Trois jours d’échanges intenses à Abidjan ont marqué un tournant : l’Afrique ne veut plus subir les mutations géopolitiques, mais les anticiper pour en faire des atouts. La Conférence économique africaine 2026, co-organisée par la Banque africaine de développement (BAD), le Programme des Nations unies pour le développement (PNUD) et l’Organisation de coopération et de développement économiques (OCDE), a révélé une volonté collective de repenser le développement du continent.
Les participants, issus des sphères économique, politique et institutionnelle, ont convergé vers une idée force : l’Afrique doit désormais dicter sa propre route plutôt que de s’adapter aux aléas extérieurs. « Les défis ne manquent pas, mais notre résilience et notre créativité sont nos meilleurs atouts », a souligné un économiste présent lors des débats.
De la vulnérabilité à la souveraineté économique
Raymond Gilpin, économiste en chef du Bureau régional du PNUD pour l’Afrique, a rappelé que les crises mondiales, bien que réelles, ne doivent pas occulter la capacité du continent à rebondir. « Les tempêtes économiques ne pourront jamais effacer la richesse humaine et la détermination des Africains », a-t-il déclaré. L’enjeu ? Transformer les contraintes en leviers de croissance, en accélérant les réformes et en renforçant les partenariats stratégiques.
Cette édition de la conférence a ainsi mis en lumière une nouvelle approche : passer de la résistance à l’opportunité. L’Afrique ne cherche plus à se protéger des bouleversements, mais à en faire des accélérateurs de son intégration économique et de son influence mondiale.
Repenser les politiques pour un monde interconnecté
Ida McDonnell, conseillère principale à l’OCDE, a insisté sur la nécessité de rompre avec les analyses cloisonnées. « Les enjeux du commerce, de la dette, du climat ou des finances publiques sont désormais indissociables », a-t-elle expliqué.

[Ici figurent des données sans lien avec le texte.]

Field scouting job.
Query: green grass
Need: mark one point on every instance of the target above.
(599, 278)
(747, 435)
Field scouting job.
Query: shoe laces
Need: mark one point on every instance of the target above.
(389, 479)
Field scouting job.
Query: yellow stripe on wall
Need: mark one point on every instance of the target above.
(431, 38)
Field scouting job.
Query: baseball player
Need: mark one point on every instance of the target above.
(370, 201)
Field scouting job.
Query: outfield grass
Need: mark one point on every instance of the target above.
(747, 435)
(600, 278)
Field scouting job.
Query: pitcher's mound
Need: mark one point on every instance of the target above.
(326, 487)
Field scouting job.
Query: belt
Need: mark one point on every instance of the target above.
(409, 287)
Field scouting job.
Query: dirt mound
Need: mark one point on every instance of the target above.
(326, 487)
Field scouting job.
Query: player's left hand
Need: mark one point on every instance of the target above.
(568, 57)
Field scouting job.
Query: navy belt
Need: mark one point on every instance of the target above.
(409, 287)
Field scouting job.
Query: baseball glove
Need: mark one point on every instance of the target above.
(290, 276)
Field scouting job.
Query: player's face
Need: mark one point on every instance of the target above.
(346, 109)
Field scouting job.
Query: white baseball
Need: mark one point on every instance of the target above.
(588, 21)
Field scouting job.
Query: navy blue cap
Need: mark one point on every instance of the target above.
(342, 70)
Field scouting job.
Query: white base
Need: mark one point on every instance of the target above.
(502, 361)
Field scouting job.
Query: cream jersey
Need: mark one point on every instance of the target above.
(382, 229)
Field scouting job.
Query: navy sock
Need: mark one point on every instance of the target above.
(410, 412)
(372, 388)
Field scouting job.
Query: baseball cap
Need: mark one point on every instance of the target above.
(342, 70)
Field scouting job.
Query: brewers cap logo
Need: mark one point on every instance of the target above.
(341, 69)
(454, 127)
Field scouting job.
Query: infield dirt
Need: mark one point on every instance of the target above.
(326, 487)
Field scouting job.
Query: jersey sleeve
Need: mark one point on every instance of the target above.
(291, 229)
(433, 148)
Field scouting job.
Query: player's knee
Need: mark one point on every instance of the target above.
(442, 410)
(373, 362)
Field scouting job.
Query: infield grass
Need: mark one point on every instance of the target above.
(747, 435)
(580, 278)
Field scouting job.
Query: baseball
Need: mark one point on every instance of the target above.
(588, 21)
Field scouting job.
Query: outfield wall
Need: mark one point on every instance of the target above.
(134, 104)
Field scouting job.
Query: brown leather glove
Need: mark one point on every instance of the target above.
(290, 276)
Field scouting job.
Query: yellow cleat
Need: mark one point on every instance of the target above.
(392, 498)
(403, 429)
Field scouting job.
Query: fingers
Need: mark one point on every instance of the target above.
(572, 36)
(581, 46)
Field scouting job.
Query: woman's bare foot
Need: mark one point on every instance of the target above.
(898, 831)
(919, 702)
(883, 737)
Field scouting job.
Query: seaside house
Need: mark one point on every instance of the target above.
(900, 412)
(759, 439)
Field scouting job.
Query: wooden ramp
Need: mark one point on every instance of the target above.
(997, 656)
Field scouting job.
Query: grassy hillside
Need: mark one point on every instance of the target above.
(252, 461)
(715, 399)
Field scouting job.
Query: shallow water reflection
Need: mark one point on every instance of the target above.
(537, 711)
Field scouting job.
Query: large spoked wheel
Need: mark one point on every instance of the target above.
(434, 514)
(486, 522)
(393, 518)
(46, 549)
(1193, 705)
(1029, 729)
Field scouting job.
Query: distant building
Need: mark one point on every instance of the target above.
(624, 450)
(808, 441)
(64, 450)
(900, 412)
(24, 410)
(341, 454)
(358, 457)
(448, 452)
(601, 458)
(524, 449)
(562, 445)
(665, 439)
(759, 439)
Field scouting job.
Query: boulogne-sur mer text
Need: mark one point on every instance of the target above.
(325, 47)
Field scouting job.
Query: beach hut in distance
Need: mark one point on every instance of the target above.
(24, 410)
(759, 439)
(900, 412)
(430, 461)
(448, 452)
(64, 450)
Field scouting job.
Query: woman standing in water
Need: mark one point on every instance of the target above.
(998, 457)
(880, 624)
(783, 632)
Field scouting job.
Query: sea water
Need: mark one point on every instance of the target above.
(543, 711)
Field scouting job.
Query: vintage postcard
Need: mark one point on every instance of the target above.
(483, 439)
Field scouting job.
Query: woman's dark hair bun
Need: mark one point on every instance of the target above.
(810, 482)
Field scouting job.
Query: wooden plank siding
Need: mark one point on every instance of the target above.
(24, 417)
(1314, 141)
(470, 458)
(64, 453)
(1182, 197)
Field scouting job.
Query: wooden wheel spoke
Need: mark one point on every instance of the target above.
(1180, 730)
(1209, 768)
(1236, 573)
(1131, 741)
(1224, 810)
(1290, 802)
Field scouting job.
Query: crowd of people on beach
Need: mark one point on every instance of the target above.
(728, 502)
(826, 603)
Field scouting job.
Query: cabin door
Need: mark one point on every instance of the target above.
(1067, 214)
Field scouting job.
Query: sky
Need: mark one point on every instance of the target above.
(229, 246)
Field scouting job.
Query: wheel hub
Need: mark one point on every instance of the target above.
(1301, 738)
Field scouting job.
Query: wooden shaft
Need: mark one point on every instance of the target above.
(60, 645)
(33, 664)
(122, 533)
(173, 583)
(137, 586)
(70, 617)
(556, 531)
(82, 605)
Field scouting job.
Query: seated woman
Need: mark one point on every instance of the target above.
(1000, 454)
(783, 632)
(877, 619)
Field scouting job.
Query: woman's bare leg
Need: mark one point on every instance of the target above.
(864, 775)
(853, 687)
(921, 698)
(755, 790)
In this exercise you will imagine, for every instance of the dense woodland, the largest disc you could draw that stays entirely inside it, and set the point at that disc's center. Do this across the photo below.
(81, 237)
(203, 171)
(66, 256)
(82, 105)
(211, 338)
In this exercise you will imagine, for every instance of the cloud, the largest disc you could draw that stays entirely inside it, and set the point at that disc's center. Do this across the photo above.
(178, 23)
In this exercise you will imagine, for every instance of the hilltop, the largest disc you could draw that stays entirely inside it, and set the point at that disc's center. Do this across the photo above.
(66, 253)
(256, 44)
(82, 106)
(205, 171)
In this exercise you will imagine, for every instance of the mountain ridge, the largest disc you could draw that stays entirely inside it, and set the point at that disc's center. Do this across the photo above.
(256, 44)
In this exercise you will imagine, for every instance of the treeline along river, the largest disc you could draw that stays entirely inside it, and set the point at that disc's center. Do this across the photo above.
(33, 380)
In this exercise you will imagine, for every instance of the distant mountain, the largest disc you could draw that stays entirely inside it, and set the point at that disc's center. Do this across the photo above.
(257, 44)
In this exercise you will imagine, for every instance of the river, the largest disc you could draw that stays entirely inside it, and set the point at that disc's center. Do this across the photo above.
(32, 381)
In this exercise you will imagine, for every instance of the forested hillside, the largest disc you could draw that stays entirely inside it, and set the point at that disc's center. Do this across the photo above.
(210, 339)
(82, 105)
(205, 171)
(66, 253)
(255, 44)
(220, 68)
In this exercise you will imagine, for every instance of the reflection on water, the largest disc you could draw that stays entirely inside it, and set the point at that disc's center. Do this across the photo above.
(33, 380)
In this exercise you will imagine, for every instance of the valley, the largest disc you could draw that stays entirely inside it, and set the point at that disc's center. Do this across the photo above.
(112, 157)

Une vision intégrée, reposant sur une meilleure circulation des données et des savoirs, est devenue indispensable pour éclairer les décisions publiques.
Cette approche reflète une réalité : les crises actuelles (énergétiques, financières, climatiques) ont des répercussions en cascade, exigeant des réponses coordonnées et adaptées.
Des mots aux actes : l’impératif de mise en œuvre
Marie-Laure Akin Olugbade, vice-présidente principale du Groupe de la BAD, a souligné l’urgence de concrétiser les discussions. « Les recommandations issues d’Abidjan doivent désormais inspirer les politiques publiques et les partenariats de développement », a-t-elle affirmé. Le défi ? Agir malgré des marges budgétaires restreintes et une concurrence mondiale accrue.
Pour elle, cette conférence est une étape, mais le vrai test réside dans la capacité à transformer les promesses en actions, notamment en renforçant la résilience commerciale et la souveraineté des États africains.
L’Afrique, acteur clé d’une économie mondiale multipolaire
Ahunna Eziakonwa, sous-secrétaire générale des Nations unies et directrice du Bureau régional du PNUD pour l’Afrique, a rappelé que le véritable enjeu dépasse les déclarations. L’Afrique doit lever les freins au commerce intracontinental, investir dans l’innovation et préparer sa jeunesse à une économie en pleine mutation.
Son message est clair : « Dans un monde où les alliances se redessinent, notre force réside dans notre capacité à créer de la valeur, à financer notre développement et à défendre nos intérêts. » Une souveraineté économique qui ne passe ni par l’alignement sur une puissance étrangère, ni par l’isolement, mais par une stratégie autonome et ambitieuse.
Abidjan, symbole d’une nouvelle ambition
Cette édition 2026 a également été marquée par le lancement du Réseau africain des économistes en chef (ACE Network), une initiative visant à renforcer la coordination des politiques économiques sur le continent. Les débats ont évolué : plus question de besoins à combler, mais de capacité à influencer les règles du jeu économique mondial.
Dans un contexte international bouleversé, les organisateurs voient en cette conférence une opportunité historique. Reste à traduire cette ambition en politiques concrètes, investissements ciblés et résultats mesurables. C’est à cette condition que l’Afrique pourra s’imposer comme un acteur incontournable, plus souverain, plus résilient et plus influent.